With a neutral reference provision, you’re simply agreeing to say nothing about someone’s employment at your organization after they leave other than the basic facts, like the hire and termination dates.
If you go beyond that and include a non-disparagement clause, you can run into trouble if you’re not clear on the employee and employer having the same non-disparagement obligations, say the Mintz lawyers.
The U.S. Court of Appeals for the District of Columbia Circuit recently sent back to the circuit court a case, Wright v. Eugene & Agnes Meyer Foundation, in which a former employee accused her then-employer of breaching its contractual obligation not to say negative things about her tenure at the organization.
In the separation agreement, the organization agreed to send a directive to employees not to say disparaging things about former employee Terri Wright, who in turn, agreed not to say disparaging things about the organization.
A month after the agreement was signed, the organization’s CEO said disparaging things about Wright to another organization executive, triggering the lawsuit.
The circuit court sided with the organization on the grounds that it only agreed to send a directive to certain employees. As long as the directive was sent, the obligation was met whether or not someone actually said something disparaging about Wright.
In reversing, the appeals court said that, when the contract is looked at as a whole, the language can be read to mean the obligations of the two sides are the same, for three reasons: the provision comes with a header that says “Mutual Non-Disparagement,” the two sides of the obligation are separated by the word “likewise,” and the employer is subject to a clause that says the obligation doesn’t prevent the organization from making truthful disclosures about Wright’s performance to a government entity in litigation or arbitration.
When these factors are considered together, it points to the two sides of the obligation being the same, the court said. The point about truthful disclosures in the event of litigation, for example, wouldn’t be needed if the employer wasn’t obligated not to disclose anything about the former employee.
“If the contract’s sole obligation on the Foundation and its personnel was for an anti-disparagement directive to issue—and no one’s negative speech about Wright was contractually curtailed—then this carve out is pointless and serves no purpose,” the court said. “Courts … cannot read one part of a contractual clause to render the next sentence a nullity.”
Contract language
To avoid this kind of trouble when you draft a severance agreement, Arnold and Kim say, include a provision to clarify that the headings used to identify each provision have no substantive meaning or interpretive value. Doing that would prevent a heading like “Mutual non-disparagement” from being read as part of the substance of the agreement.

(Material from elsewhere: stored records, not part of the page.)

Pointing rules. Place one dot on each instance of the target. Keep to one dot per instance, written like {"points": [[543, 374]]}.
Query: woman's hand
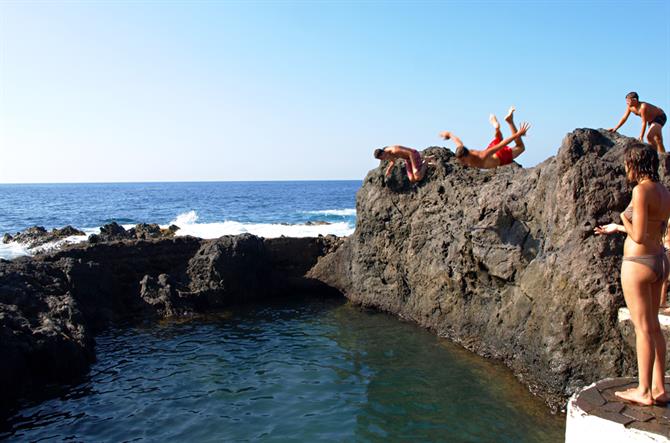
{"points": [[611, 228], [525, 126]]}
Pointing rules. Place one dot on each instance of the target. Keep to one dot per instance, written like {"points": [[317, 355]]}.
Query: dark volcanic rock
{"points": [[37, 236], [52, 305], [143, 231], [504, 262]]}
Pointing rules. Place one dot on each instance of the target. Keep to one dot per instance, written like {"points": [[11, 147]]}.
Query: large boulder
{"points": [[503, 261], [37, 236]]}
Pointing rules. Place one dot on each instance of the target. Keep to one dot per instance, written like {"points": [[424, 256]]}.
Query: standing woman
{"points": [[644, 268]]}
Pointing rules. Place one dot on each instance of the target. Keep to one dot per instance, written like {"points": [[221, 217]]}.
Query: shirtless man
{"points": [[497, 153], [651, 115], [416, 168]]}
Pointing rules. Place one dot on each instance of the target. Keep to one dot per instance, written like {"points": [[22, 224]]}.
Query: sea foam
{"points": [[188, 225], [349, 212]]}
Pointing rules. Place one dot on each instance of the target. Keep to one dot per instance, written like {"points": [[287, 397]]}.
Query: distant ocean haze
{"points": [[201, 209]]}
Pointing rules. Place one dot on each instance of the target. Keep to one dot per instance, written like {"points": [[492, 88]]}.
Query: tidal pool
{"points": [[299, 370]]}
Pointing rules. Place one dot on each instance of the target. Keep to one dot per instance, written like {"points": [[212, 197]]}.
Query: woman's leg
{"points": [[636, 281], [658, 373]]}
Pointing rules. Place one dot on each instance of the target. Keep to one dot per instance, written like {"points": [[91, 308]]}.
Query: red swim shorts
{"points": [[416, 159], [505, 156]]}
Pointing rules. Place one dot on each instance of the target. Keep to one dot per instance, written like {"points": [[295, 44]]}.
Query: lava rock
{"points": [[503, 261]]}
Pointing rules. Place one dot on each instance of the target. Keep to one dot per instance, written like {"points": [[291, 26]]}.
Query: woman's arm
{"points": [[611, 228], [388, 170]]}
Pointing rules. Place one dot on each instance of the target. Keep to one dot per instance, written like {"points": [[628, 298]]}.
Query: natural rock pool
{"points": [[300, 370]]}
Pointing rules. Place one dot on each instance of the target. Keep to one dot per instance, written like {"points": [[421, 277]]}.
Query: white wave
{"points": [[267, 230], [339, 212], [12, 250], [188, 225]]}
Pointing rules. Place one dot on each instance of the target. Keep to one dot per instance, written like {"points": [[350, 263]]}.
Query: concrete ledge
{"points": [[595, 414]]}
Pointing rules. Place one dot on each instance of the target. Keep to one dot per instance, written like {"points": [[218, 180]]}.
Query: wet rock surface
{"points": [[113, 231], [503, 261], [52, 305], [36, 236]]}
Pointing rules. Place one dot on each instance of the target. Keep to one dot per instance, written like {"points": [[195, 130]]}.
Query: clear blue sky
{"points": [[97, 91]]}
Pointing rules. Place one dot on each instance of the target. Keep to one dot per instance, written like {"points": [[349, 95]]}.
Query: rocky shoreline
{"points": [[52, 305], [503, 262]]}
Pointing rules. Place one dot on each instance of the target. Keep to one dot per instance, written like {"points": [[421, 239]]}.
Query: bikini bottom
{"points": [[658, 263]]}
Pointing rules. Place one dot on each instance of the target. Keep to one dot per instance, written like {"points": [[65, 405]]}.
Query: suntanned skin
{"points": [[651, 202], [647, 112], [485, 159], [395, 152]]}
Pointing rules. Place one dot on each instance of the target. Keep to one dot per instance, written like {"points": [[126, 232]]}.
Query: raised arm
{"points": [[622, 121], [449, 135], [638, 229], [520, 133]]}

You can also separate the employer’s portion from the employee’s portion of the non-disparagement provision, reducing the ambiguity over whether or not they’re linked together.
And you can add language that says that, beyond sending the directive about not making disparaging remarks, the employer has no further contractual obligation.
Lastly, you can include a construction provision, where appropriate, to clarify that both parties engaged in the preparation of the contract and that any ambiguities should not be construed against the drafter – i.e., the employer.
Before you get to this point, though, you might rethink your use of non-disparagement clauses in the first place.
“Oftentimes a neutral reference provision may, by itself, be sufficient,” the Mintz lawyers say. “But if one is needed, an instruction to a very limited set of specified employees remains a preferred approach.”